Washington(CNN) The year's most important meeting on climate change got underway in Poland this week with one glaring absence: a high-level US presence.
Global leaders and officials are gathering for two weeks of meetings at the 24th Conference of the Parties to the United Nations Framework Convention on Climate Change, or COP24, to create a rulebook that will turn the 2015 Paris climate agreement into a workable reality. They aim to establish rules, figure out financing and build ways to verify that nations are meeting their commitments.
But even as UN Secretary-General Antonio Guterres called for action Monday in Poland, telling gathered delegates that "we are in deep trouble with climate change," the United States has been emphasizing its rejection of the Paris agreement and global consensus.
COP24 comes on the heels of the G-20 gathering in Argentina, where 19 of the 20 leaders signed a communique reaffirming their commitment to fight global warming, but President Donald Trump insisted on a paragraph outlining his opposition and the US decision, under his administration, to withdraw from the 2015 Paris agreement.
Argentine President Mauricio Macri announced at a closing G-20 plenary session on Saturday that the gathered leaders had agreed on language about climate, a key sticking point in the leadup to the summit.
"We ratified the concern we all share with regard to climate change," Macri said.
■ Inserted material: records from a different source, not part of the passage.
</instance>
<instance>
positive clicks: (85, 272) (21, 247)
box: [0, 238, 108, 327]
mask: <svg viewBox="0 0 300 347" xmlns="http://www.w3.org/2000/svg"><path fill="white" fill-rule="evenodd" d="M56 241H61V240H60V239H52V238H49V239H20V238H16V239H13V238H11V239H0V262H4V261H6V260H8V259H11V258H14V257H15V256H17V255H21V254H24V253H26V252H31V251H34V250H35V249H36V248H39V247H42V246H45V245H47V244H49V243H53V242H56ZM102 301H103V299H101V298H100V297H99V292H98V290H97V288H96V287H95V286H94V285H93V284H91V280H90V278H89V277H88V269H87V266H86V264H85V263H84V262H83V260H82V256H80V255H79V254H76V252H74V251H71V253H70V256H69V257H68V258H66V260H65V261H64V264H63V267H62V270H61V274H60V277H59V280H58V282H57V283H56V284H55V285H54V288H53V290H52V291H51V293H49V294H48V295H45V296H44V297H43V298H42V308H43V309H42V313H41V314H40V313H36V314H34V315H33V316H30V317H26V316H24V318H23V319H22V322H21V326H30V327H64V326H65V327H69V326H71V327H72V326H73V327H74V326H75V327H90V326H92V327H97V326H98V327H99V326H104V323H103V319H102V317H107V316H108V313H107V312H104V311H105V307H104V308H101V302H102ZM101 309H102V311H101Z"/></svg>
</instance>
The communique document obtained by CNN includes a section on climate, saying that signatories to the Paris climate accord reaffirm that the agreement "is irreversible and commit to its full implementation, reflecting common but differentiated responsibilities and respective capabilities, in light of different national circumstances."
"We will continue to tackle climate change, while promoting sustainable development and economic growth," the document reads.
Notably, however, a separate clause put the United States alone, saying it "reiterates its decision to withdraw from the Paris Agreement, and affirms its strong commitment to economic growth and energy access and security, utilizing all energy sources and technologies, while protecting the environment."
A senior US official said the communique was adopted by unanimous consensus, with the US still the only country not joining the section on the Paris climate accord. The separate language was required for Trump to sign off on the communique, the official said.
It's a 180-degree turn from the role the United States played in helping bring the climate pact into being, and it's happening at a time when global cooperation may be faltering, analysts said.
"It is an almost complete abdication. We have really, really dropped out of our leadership position," said Samantha Gross, a fellow at the Brookings Institution's Initiative on Energy and Climate.
The United States was a major driver in reaching the Paris agreement and afterward was particularly good at leading on issues of monitoring and verification, Gross said. But beyond that, there's a broader question.
"If we don't lead, who does?" Gross asked. "It's not clear who that's going to be and if anyone will fill that role."
Some observers float the idea of China taking up the baton, but Gross and others said that it's not clear that Beijing wants that kind of leadership role, adding that it has its own priorities shaped by domestic concerns and the country's terrible air pollution.
Trump has displayed a steady hostility to the Paris climate agreement and the very idea of climate change itself, responding to his own government's recent report about its potentially catastrophic impact by saying, "I don't believe it."
The US president's views also reflect a growing global nationalism and distrust of multilateral institutions that could make it all the harder to make progress on a complex, international challenge such as climate change, Gross noted in a call with reporters.
Many countries are preoccupied with domestic challenges: The UK is consumed by Brexit, Mexico is in the middle of its own presidential transition, a climate skeptic has just become president-elect of Brazil, and Australia too may be backing away from climate commitments.
"The global political environment is really challenging right now," Gross said. "It is a challenging time just for the idea of multilateralism in general."
The leadership vacuum on climate change comes as a recent study showed that CO2 emissions are falling woefully short of the Paris agreement goal to limit temperature rises during this century to no more than 2 degrees Celsius above pre-industrial levels.
In this environment, delegates from nearly 200 nations arrived in Poland, some of them starting meetings a day early to meet a year-end deadline to create a blueprint for the Paris agreement.
"I think it's fair to say it's the most important, consequential talk since Paris," said Todd Stern, a former US special envoy for climate change, now with the Brookings Institution.
The two-week gathering, deep in Polish coal country, is the first major climate meeting to follow a stark report by the Intergovernmental Panel on Climate Change that called for urgent change, saying that governments would have to cut emissions by 45% by 2030 to limit the global temperature increase to 1.5 degrees Celsius.
While the United States is not sending senior officials, a delegation of working-level staff is attending the meeting, as are representatives from US states and business.
"We will still be there," Gross said. "We just don't have the pull we used to."